Relative Motion using Rotatin Axis

[joemama69]

Homework Statement

While the bridge is closing with a constant rotation of .5 rad/s, a man runs along the roadway such that when d=10ft, he is running outward from the center at 5 ft/s with an acceleration of 2 ft/s^2, both measured relative to the roadway. Determine his velocity and acceleration at this instant.

Homework Equations

V(a) = V(o) + Omega X r(a/o) + v(a/o)
A(a) = A(o) + Omega' X r(a/o) + Omega X (Omega X r(a/o)) + 2Omega X V(a/o) + A(a/o)

The Attempt at a Solution

V(o) = 0, Omega = .5k, Omega' = 0, r(a/o) = 10j, V(a/o) = -5j, A(a/o) = -2j

Lets do velocity first

Omega X r(a/o) = -5i

V(a) = 0 + -5i + -5j = -5i - 5j ft/s


Now Acceleration

Omega' X r(a/o) = 0
Omega X (Omega X r(a/o)) = 2.5j
2Omega X v(a/o) = 5j

A(a) = 0 + 0 + 2.5j + 5j + -2j = 5.5j ft/s^2


Shouldn't the velocity and acceleration be in the same direction.

 

[Chi Meson]

Shouldn't the velocity and acceleration be in the same direction.
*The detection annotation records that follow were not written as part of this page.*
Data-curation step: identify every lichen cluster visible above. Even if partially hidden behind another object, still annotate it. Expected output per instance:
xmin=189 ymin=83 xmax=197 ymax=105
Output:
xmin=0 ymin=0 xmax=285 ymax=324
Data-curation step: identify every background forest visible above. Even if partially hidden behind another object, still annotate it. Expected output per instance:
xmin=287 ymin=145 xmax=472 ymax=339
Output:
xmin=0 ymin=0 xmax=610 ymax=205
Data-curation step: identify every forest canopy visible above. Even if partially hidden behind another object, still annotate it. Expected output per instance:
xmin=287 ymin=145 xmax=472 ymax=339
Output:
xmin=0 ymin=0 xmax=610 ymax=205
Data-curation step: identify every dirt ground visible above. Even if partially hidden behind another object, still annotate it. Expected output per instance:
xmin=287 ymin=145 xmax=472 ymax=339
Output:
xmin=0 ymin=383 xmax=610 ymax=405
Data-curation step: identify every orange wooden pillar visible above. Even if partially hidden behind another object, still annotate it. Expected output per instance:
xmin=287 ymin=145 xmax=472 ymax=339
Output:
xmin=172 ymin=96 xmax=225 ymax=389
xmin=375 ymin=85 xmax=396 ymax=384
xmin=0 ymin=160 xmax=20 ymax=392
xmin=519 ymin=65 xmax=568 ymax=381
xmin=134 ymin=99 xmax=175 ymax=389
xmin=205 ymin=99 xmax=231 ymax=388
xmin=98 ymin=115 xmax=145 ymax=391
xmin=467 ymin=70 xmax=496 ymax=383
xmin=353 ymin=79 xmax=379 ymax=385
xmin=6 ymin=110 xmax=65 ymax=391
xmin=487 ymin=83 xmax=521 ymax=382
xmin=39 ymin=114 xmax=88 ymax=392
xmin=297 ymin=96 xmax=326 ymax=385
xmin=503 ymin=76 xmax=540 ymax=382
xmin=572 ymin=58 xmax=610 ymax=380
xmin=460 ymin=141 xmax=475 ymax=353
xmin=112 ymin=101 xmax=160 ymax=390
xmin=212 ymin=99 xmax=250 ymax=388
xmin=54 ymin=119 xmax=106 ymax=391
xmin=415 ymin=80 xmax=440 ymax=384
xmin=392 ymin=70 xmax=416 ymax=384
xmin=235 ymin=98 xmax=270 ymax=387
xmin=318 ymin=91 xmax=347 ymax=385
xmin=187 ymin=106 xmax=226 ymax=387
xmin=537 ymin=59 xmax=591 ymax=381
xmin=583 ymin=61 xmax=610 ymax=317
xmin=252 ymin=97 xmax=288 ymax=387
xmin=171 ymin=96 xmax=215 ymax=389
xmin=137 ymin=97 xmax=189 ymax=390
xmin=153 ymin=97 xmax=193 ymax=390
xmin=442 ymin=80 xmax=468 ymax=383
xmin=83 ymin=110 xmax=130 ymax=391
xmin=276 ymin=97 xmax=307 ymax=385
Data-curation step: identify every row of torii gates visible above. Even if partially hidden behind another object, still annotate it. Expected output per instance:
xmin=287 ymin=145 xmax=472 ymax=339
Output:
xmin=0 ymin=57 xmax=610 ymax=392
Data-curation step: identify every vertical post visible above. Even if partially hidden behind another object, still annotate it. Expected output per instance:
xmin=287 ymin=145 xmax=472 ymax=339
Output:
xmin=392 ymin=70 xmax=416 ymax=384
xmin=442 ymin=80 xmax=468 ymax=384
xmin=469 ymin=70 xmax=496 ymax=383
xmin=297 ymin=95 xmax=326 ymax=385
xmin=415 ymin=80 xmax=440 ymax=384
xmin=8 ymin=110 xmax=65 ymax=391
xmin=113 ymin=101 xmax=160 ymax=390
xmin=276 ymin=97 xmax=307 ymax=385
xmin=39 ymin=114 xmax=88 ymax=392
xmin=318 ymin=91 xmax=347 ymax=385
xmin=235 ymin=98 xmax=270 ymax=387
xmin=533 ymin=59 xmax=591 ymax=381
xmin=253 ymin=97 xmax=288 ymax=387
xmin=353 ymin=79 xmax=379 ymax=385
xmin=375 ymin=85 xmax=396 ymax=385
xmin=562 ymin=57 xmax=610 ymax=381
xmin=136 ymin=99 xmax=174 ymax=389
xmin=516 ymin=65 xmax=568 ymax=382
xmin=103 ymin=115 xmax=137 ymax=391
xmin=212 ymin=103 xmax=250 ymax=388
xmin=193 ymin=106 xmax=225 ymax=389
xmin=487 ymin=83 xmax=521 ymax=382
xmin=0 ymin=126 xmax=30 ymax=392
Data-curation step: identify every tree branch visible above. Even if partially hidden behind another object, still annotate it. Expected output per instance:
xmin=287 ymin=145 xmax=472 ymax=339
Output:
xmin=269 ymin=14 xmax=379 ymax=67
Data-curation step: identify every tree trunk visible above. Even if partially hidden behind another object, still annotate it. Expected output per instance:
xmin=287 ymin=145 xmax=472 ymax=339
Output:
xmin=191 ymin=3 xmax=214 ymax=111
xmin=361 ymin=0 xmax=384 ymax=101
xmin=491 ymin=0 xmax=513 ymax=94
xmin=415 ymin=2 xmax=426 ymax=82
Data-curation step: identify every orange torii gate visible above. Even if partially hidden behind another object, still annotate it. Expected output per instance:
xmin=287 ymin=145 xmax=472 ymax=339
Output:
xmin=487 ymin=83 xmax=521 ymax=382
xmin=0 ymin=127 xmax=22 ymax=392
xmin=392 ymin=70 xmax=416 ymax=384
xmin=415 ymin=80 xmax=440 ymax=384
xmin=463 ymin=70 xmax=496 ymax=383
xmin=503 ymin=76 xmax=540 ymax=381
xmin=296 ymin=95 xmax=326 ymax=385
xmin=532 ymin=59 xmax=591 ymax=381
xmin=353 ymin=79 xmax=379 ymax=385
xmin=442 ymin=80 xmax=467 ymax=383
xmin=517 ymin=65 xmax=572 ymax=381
No, they rarely are in the same direction. Think about circular motion: what's the direction of the tangential velocity, and what is the direction of centripetal acceleration? (the names give away the answer)

 

[nlightner]

Yes, the velocity and acceleration should be in the same direction. However, in this case, the acceleration is not solely due to the rotation of the bridge, but also the man's own acceleration relative to the roadway. Therefore, the direction of the acceleration will be slightly different from the direction of the velocity. Your calculations are correct, and the small difference in direction is due to the man's acceleration.